Non è un utopista, pesa attentamente le sue proposte come un vecchio farmacista fa le sue pillole, ma guarda lontano. Ha i piedi ben piantati in terra, facendo coincidere la visione idealistica del suo progetto con la dura realtà che l’Europa stava vivendo. Alla gioia e alla speranza nutrite dagli anziani per un’Europa veramente coesa, all’euforia che ha invaso i giovani tedeschi dopo la caduta del muro di Berlino, è subentrata un’apatia verso l’Europa: all’epoca delle grandi narrazioni, sono seguiti i pericoli dello scetticismo, del nazionalismo e del nichilismo.

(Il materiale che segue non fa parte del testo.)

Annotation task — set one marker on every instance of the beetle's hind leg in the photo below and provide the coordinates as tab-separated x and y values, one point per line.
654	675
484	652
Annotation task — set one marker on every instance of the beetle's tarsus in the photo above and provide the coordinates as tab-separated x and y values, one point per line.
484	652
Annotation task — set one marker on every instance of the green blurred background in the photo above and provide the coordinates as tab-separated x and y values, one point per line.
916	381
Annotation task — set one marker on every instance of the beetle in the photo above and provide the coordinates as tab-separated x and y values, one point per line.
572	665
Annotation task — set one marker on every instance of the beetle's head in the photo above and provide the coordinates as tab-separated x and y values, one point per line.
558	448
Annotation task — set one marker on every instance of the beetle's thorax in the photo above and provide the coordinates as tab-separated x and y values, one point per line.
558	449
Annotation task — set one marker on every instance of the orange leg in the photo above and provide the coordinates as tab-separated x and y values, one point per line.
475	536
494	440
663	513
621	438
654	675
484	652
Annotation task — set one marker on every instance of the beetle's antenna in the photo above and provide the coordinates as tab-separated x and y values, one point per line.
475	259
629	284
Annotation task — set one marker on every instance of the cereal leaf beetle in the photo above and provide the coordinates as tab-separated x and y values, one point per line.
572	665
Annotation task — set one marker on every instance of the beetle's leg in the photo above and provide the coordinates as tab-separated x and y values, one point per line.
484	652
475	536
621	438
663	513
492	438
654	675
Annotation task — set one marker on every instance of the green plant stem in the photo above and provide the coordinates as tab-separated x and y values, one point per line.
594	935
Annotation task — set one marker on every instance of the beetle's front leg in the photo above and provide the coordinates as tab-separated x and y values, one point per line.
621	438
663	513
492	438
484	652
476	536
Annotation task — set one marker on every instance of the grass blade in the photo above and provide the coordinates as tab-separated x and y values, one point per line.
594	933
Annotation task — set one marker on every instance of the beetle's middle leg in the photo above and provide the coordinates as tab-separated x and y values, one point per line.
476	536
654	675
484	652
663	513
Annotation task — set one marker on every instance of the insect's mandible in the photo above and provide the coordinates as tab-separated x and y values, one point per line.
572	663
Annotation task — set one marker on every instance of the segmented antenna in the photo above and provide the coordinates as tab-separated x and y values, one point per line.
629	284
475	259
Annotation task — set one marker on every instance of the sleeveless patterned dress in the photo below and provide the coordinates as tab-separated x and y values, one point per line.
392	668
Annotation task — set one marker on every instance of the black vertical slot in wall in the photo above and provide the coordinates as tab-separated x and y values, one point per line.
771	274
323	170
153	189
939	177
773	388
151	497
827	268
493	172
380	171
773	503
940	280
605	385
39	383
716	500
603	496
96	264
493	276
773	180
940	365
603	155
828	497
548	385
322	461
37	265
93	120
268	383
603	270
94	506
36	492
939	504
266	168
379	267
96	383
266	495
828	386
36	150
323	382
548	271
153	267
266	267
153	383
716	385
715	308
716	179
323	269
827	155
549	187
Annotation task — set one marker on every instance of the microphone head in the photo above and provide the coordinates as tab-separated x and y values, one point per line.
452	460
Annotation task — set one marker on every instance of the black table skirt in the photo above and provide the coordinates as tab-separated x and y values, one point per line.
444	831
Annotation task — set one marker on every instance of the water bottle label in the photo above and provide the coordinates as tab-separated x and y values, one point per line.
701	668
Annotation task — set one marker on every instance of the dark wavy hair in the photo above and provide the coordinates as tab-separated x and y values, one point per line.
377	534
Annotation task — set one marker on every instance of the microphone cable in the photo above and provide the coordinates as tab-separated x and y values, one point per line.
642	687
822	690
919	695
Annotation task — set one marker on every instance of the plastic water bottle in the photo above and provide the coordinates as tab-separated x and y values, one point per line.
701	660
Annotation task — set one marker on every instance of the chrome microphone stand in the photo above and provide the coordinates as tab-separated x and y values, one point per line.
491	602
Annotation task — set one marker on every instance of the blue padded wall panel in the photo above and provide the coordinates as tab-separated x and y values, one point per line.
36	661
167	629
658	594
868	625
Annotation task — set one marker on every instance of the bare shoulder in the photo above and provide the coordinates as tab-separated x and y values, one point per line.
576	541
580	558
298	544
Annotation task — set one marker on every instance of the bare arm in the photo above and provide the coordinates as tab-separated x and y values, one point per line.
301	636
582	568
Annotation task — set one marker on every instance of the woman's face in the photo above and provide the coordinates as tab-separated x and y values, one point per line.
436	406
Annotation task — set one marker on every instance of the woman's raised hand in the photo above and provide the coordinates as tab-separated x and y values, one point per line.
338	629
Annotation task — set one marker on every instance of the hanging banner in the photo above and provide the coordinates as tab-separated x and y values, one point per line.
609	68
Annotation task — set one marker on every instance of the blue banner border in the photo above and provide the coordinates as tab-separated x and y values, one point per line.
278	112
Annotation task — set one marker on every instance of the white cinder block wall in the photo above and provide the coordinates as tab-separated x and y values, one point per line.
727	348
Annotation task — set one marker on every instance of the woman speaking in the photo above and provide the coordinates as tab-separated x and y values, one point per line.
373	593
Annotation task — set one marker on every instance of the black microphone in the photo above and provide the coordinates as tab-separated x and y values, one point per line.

Ai quattro elementi ricordati nella dichiarazione: la pace, frutto del perdono, la solidarietà, frutto della giustizia, l’unità in una federazione, frutto della sovranazionalità, le realizzazioni comuni, frutto dell’unità è subentrato l’egoismo. Nel suo discorso del giorno di Pasqua, papa Francesco ha lanciato un ulteriore monito all’Europa: «Dopo la Seconda guerra mondia-le, l’Europa è potuta risorgere grazie a un concreto spirito di solidarietà che gli ha permesso di superare le rivalità del passato. È quanto mai urgente, soprattutto nelle circostanze odierne, che tali rivalità non riprendano vigore, ma che tutti si riconoscano parte di un’intera famiglia e si sostengano a vicenda. Oggi l’Unione Europea ha di fronte a sé una sfida epocale, dalla quale dipenderà non solo il suo futuro, ma quello del mondo intero. Non si perda l’occasione di dare ulteriore prova di solidarietà, anche ricorrendo a soluzioni innovative. L’alternativa è solo l’egoismo degli interessi particolari e la tentazione di un ritorno al passato, con il rischio di mettere a dura prova la convivenza pacifica e lo sviluppo delle prossime generazioni».

La dichiarazione di Robert Schuman, dopo settant’anni, è ancora attuale e sembra precedere il desiderio espresso da papa Francesco. Schuman non ha previsto l’avvenire dell’Europa, ma l’ha preparato. Spetta ora ai cristiani e a tutte le donne e gli uomini di buona volontà il compito di donare alle giovani generazioni ragioni per vivere e per sperare.